Monday, July 23, 2007

Vera Santos, uma amiga.

Terça-feira, 17 de Julho de 2007

Para onde vai o que desaparece?


© Henrique Figueiredo

Alguns dias depois de Vera Santos (Porto, 1973) começar a sua residência no Sítio das Artes sofreu uma lesão no menisco, enquanto dançava. «É o que de mais comum pode acontecer a um bailarino ou a um jogador de futebol», diz a sorrir. Explica que isso não a impediu de continuar o seu trabalho e que «as coisas apenas tomaram outra direcção.»

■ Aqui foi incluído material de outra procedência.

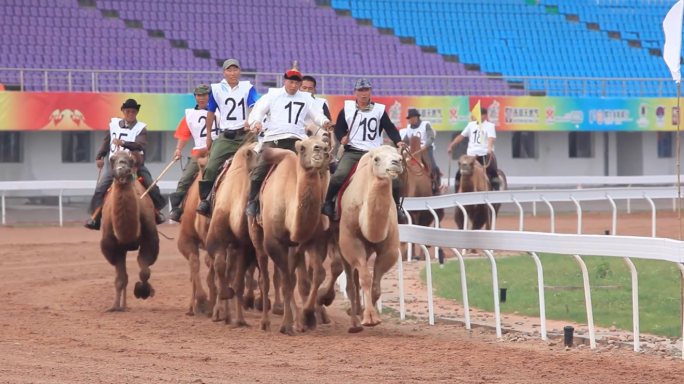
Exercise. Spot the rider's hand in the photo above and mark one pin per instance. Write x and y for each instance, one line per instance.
(257, 128)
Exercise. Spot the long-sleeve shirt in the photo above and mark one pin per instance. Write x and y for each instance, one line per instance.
(429, 131)
(342, 128)
(139, 144)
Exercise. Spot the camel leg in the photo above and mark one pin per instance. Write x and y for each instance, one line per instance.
(248, 302)
(221, 278)
(349, 245)
(326, 294)
(239, 286)
(209, 261)
(277, 302)
(352, 293)
(120, 283)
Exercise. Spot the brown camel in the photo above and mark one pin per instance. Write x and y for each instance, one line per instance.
(418, 183)
(228, 241)
(128, 224)
(368, 224)
(474, 179)
(191, 239)
(290, 201)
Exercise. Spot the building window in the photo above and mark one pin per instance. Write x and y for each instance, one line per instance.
(76, 147)
(665, 142)
(524, 145)
(581, 145)
(459, 149)
(154, 148)
(10, 147)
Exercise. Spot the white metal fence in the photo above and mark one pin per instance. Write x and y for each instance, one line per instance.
(627, 247)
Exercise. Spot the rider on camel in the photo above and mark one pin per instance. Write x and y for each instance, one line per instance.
(481, 145)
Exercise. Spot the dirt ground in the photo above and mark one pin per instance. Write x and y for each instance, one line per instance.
(55, 287)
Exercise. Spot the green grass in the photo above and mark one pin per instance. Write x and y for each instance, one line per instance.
(659, 303)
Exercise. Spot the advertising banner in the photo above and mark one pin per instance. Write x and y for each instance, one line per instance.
(65, 111)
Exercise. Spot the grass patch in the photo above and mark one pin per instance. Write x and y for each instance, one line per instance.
(659, 303)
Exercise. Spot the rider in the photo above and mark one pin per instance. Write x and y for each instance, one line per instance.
(424, 130)
(234, 99)
(288, 108)
(309, 85)
(480, 145)
(128, 134)
(359, 128)
(192, 125)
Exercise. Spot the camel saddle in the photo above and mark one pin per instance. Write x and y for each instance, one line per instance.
(224, 169)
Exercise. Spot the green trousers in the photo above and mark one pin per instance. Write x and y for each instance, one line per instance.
(261, 170)
(191, 168)
(223, 149)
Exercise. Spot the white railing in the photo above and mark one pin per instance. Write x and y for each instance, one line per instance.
(627, 247)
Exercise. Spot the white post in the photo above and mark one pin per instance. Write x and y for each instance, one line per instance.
(464, 287)
(587, 300)
(61, 214)
(653, 214)
(522, 214)
(402, 308)
(552, 214)
(495, 289)
(428, 277)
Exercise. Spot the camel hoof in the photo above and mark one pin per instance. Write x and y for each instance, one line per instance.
(278, 310)
(285, 330)
(142, 290)
(242, 323)
(248, 303)
(309, 319)
(325, 297)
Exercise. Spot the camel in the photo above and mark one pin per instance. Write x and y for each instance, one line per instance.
(368, 223)
(418, 183)
(128, 224)
(228, 241)
(474, 179)
(290, 201)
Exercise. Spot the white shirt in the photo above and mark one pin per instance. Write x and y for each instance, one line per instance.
(479, 137)
(288, 114)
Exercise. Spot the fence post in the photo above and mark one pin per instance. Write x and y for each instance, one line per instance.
(495, 288)
(542, 301)
(464, 287)
(428, 277)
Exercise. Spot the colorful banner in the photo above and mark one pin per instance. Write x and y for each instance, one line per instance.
(66, 111)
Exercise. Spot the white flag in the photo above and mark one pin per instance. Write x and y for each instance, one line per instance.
(672, 51)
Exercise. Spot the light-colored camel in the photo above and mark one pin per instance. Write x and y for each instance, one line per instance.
(368, 223)
(290, 215)
(418, 183)
(128, 224)
(228, 241)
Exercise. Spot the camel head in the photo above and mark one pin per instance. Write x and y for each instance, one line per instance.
(385, 162)
(312, 153)
(467, 165)
(124, 165)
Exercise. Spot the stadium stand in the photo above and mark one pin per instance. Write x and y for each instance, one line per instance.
(184, 35)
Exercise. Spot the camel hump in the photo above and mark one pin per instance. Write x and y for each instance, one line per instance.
(275, 155)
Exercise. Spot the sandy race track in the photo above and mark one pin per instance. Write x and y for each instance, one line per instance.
(55, 287)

O seu primeiro projecto coreográfico surgiu em 1999, a partir das histórias que a avó lhe contava, vezes sem conta, usando muito as mãos e repetindo os mesmo gestos, sempre nos mesmos momentos. Em palco, o guião que Vera elaborou não teve exactamente o resultado que pretendia. Por isso decidiu fazer uma segunda experiência. Surge entretanto o Curso de Coreografia do Programa Gulbenkian Criatividade e Criação Artística. Ter sido seleccionada entre muitos outros candidatos foi um sinal de que este era «um caminho a seguir». É na sequência dessa formação que desenvolve um novo projecto, como segunda parte do que tinha feito com a avó. Só que desta vez a neta estava sozinha. Chamou-lhe "Ausência (memória descritiva)" - é possível ver imagens em DVD no CAMJAP - e Vera descreve a peça, que também interpreta, como um «dueto com o espaço». Há um relacionamento com os objectos, com as memórias a partir das quais se recria o que está ausente. No momento final, Vera simplesmente desaparecia do palco, apanhando de surpresa os espectadores. Perante esta ausência repentina, o público ficava em suspensão. Esta reacção foi também surpreendente para a coreógrafa e intéprete. E assim decide dar continuidade ao projecto, criando uma terceira parte: "Desaparecimento". E o que desaparece? É o intérprete? É o espaço? Ou é o próprio público?

De onde vem a força dessa ausência? Transpondo o âmbito do espectáculo, Vera relembra que esse 'não-estar' é muito utilizado estrategicamente pelos políticos, quando se retiram de cena em determinados momentos-chave. E aplica-se também a outras dimensões da nossa vivência em sociedade. No seu trabalho, Vera quer que o público se envolva. Como? - é a questão que se tem colocado. Ela sabe no entanto aquilo que não quer fazer: nem truques de ilusionismo nem provocar constrangimento nos espectadores, apesar de desejar a sua participação.

Para o Open Studio de 28 de Julho, Vera está a preparar uma série de acontecimentos no espaço (em princípio também vai utilizar o vídeo), onde surgem coisas desaparecidas. Trabalha-se a ideia de perda, estabelece-se um jogo entre apagar e ser apagado, e cria-se uma estranheza entre o que pode e não pode acontecer.

Já depois de termos dado a conversa por terminada, voltamos atrás para perguntar se o que está a preparar é "performance". Vera sorri, hesita, diz-nos que tem pensado nisso. Meia-hora depois chega o veredicto por telefone: «É dança. Estou a preparar uma dança para este espaço.» Que é para onde vão as coisas quando desaparecem.